Seaspray residents vow to do whatever it takes to protect land

Phil Evans and Noah Beecher Kelk

Chain Reaction #120, March 2013,

In a show of determination and courage, residents of coastal Victorian town Seaspray have taken a pledge to "do whatever it takes to protect water, soil and air, even if it means taking part in peaceful direct action and risking arrest". Residents took the pledge near the site of the Wombat 5 drill site which Lakes Oil, a company backed by Gina Rinehart, has earmarked for further exploration for 'tight gas'.

Growing pressure from community groups across the state, Friends of the Earth, Lock the Gate and Quit Coal saw the moratorium on the hydraulic fracturing ('fracking') process extended until 2015. However the current moratorium does not cover all exploration activities, including drilling techniques that involve similar risks to the fracking process. Lakes Oil has applied to explore further for tight gas in the area using a 'horizontal drilling' technique, which will not be covered by the moratorium.

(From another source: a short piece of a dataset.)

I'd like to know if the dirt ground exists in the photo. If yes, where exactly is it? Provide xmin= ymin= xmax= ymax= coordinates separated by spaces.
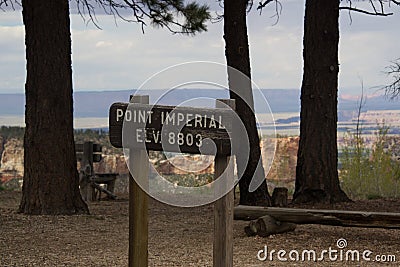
xmin=1 ymin=190 xmax=400 ymax=266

Lakes Oil's Rob Annells said in The LaTrobe Valley Express last year that the process "would involve a horizontal drill at 1500 metres below the surface. As you drill vertically down, the rock gets tighter and tighter. The rock that we'll be accessing was on the surface millions of years ago, so the permeability is better than what you're looking at another 1000m deeper ... by keeping ourselves within that top weathered zone and going horizontal within it, we believe we'll get that (gas) flow naturally, without any artificial stimulation, which hopefully will be commercial."

The company wants to proceed with the project despite 98% of the Seaspray community opting to declare their town gasfield-free last year, and in direct contradiction to Premier Napthine's assurance in November that: "We will never, ever allow onshore gas, if it jeopardises our underground water, if it jeopardises our environment, and if it jeopardises our food and agricultural production".

The process Lakes Oil wants to use is dangerous because a shallow aquifer near the well could easily become contaminated by fugitive methane emissions. There are also fears that the casing of the well may fail and contaminate the water, which is extremely likely after several years.

Lock the Gate's Victorian co-ordinator, Ursula Alquier, laid down an election-year ultimatum to the government and their junior coalition partners: "Without assurance from [Victorian National Party leader] Mr Ryan and the Premier to protect rural communities like Seaspray as promised in November, we will be left with no other option but to commence peaceful direct action and blockade Lakes Oil if they attempt to drill here again."

Quit Coal and CounterAct, campaigns running out of Friends of the Earth, have been working to train and support the local community in developing skills that they will require to successfully deploy peaceful direct action tactics and have also promised to actively support the community should the need for such non-violent direct action arise.

The community's pledge is even more courageous in light of the current push by the Napthine government to make changes to the Summary Offences and Sentencing Act. The changes to the laws will mean that police will have increased powers to issue move-on notices to demonstrations, pickets, and blockades, and to issue on-the-spot fines of approximately $700. Furthermore, the new police powers will mean that individuals may be barred from areas like the Melbourne CBD or Seaspray for up to 12 months, and face prison sentences of up to two years if they do not comply.

Residents of Seaspray, along with Quit Coal and Friends of the Earth activists were amongst the 3000 strong, union-led group that rallied in Melbourne city on Tuesday February 18. They called for an end to Napthine's 'Silencing Act' and demanded that the government uphold the right to demonstrate.